A potential pitfall here, of course, is that we are making assumptions, which by definition are not always true.  Once we make a judgment or supposition and decide to believe that it is the truth, we may be closing a very important door.  If I’ve already made up my mind about who someone is, I’m a lot less likely to hear anything else they may say to the contrary. I may become blind to the possibility of seeing my new acquaintance as anything other than one-dimensional, and miss an opportunity to know him or her more fully.

This phenomenon also causes me to think about how much of our identities are tied up in what we do for a living.  We answer ‘The Second Question’ with the words “I am,” sometimes allowing the job title that follows to define us.  Taking pride in one’s job, especially when it’s the result of hard work and passion, is certainly a good thing.  The desire for achievement and recognition can motivate people to do amazing, important things.  But it’s no secret that our society is obsessed with financial and professional success, and it’s easy to start to believe that those are the main components by which we should measure our own happiness and value as a human being.  Our jobs are inevitably a part of our identity, after all, we spend a good amount of our lives working, but how big a part is too big?
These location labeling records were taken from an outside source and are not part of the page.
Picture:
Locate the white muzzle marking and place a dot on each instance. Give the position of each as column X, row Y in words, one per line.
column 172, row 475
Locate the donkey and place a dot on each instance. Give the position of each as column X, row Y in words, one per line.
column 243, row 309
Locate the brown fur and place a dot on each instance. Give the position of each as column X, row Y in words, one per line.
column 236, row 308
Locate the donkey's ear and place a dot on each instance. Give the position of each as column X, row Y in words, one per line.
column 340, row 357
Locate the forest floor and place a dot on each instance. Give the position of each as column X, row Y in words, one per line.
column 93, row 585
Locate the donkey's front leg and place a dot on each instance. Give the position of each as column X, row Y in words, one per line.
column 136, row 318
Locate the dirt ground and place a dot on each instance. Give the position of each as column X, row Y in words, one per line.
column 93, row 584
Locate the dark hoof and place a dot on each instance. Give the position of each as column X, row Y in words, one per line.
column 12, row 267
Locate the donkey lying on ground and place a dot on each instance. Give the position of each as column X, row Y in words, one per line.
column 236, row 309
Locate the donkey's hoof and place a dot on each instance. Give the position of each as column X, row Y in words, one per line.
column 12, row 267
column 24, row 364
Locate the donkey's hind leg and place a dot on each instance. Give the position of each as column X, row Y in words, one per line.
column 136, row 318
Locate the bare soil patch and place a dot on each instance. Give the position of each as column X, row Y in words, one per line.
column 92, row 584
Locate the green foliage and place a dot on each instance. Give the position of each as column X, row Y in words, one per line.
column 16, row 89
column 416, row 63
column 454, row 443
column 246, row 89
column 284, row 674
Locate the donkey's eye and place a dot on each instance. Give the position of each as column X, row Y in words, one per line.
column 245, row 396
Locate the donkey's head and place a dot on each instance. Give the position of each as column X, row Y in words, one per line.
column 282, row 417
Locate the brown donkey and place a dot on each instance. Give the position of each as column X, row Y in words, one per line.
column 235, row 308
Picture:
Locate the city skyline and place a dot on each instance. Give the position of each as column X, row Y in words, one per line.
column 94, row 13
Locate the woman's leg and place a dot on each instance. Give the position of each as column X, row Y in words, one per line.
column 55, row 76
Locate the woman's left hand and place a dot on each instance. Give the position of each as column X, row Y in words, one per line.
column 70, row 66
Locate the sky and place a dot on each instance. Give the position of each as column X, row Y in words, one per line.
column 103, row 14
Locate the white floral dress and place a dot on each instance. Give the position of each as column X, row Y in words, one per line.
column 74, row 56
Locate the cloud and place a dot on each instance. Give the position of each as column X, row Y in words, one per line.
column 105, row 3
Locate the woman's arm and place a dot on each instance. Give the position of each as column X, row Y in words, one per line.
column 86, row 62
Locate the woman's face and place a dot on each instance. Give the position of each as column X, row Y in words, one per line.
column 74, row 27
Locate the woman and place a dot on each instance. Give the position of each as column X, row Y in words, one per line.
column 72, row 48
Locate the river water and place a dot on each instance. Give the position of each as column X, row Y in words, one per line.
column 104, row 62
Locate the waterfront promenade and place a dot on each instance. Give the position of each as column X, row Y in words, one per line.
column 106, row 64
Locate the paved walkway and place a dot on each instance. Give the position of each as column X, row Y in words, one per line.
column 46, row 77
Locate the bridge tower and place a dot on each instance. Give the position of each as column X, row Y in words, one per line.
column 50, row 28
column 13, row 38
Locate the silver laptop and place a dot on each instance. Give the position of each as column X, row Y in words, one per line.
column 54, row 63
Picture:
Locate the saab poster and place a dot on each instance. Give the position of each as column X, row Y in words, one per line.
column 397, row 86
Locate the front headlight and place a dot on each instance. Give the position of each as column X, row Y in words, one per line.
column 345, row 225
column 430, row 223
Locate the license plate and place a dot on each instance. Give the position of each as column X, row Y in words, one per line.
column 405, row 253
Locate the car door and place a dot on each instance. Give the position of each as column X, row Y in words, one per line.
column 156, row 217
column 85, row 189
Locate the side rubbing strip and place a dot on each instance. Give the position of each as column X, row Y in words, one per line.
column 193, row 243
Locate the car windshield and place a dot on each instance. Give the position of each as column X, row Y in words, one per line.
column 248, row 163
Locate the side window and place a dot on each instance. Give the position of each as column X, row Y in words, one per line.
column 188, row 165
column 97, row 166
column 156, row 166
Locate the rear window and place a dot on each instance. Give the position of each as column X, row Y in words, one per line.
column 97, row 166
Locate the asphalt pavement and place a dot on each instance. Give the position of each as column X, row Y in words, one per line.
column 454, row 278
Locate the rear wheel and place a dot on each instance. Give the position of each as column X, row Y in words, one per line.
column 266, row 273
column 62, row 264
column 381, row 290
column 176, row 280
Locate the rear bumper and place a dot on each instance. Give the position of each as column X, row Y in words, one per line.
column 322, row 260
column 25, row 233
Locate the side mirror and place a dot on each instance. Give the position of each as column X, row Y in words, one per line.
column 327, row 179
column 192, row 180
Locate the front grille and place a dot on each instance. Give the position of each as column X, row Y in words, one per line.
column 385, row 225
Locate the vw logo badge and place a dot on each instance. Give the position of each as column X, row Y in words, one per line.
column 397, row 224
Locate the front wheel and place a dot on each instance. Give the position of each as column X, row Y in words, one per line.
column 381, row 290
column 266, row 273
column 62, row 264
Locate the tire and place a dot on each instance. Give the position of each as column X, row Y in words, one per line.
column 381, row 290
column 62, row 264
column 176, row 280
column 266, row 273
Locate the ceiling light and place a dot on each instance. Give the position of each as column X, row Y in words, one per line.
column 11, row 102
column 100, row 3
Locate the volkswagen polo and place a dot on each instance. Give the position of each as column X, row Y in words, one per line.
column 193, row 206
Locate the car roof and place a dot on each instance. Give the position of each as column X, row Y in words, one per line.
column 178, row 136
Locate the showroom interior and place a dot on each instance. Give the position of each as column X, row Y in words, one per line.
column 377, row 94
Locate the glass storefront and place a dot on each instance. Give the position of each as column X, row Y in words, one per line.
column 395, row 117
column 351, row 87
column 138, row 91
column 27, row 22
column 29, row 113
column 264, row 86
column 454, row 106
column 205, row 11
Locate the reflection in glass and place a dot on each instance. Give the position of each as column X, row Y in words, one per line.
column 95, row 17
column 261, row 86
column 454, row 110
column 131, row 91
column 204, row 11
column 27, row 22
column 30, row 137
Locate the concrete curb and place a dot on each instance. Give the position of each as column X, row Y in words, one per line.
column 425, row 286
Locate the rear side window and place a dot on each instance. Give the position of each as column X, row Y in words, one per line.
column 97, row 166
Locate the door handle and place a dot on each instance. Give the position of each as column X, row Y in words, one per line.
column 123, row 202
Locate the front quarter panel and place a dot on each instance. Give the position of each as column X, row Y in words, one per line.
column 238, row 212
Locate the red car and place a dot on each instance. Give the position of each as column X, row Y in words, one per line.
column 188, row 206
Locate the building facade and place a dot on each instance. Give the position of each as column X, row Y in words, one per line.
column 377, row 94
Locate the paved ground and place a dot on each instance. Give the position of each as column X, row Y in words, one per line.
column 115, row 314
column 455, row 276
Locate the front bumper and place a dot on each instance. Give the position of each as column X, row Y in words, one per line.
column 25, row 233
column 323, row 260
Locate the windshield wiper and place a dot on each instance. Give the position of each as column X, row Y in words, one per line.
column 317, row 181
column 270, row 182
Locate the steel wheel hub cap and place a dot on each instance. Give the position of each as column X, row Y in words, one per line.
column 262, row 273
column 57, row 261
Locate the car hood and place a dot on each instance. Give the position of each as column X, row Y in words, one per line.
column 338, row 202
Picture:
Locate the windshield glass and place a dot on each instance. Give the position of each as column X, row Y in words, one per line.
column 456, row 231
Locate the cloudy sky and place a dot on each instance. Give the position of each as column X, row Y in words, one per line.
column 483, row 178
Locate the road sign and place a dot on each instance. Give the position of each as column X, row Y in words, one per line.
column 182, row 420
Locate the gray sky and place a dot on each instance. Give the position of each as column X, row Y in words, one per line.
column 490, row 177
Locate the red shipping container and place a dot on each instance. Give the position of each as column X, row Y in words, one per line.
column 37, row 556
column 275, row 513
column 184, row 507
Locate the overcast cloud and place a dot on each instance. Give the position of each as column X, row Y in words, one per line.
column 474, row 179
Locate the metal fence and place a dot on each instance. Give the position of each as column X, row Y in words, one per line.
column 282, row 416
Life is made up of moving pieces.  Among all the ups and downs, though, we can find stability in a well-rounded identity.   It’s helpful to remember that our value is not wholly reliant on any one job title, relationship, or number.  Take a moment, if you choose, to consider:  How could you answer “The Second Question in a different way?  In addition to your job, what else makes you who you are, and how do you make sure those other parts are being equally nurtured and appreciated?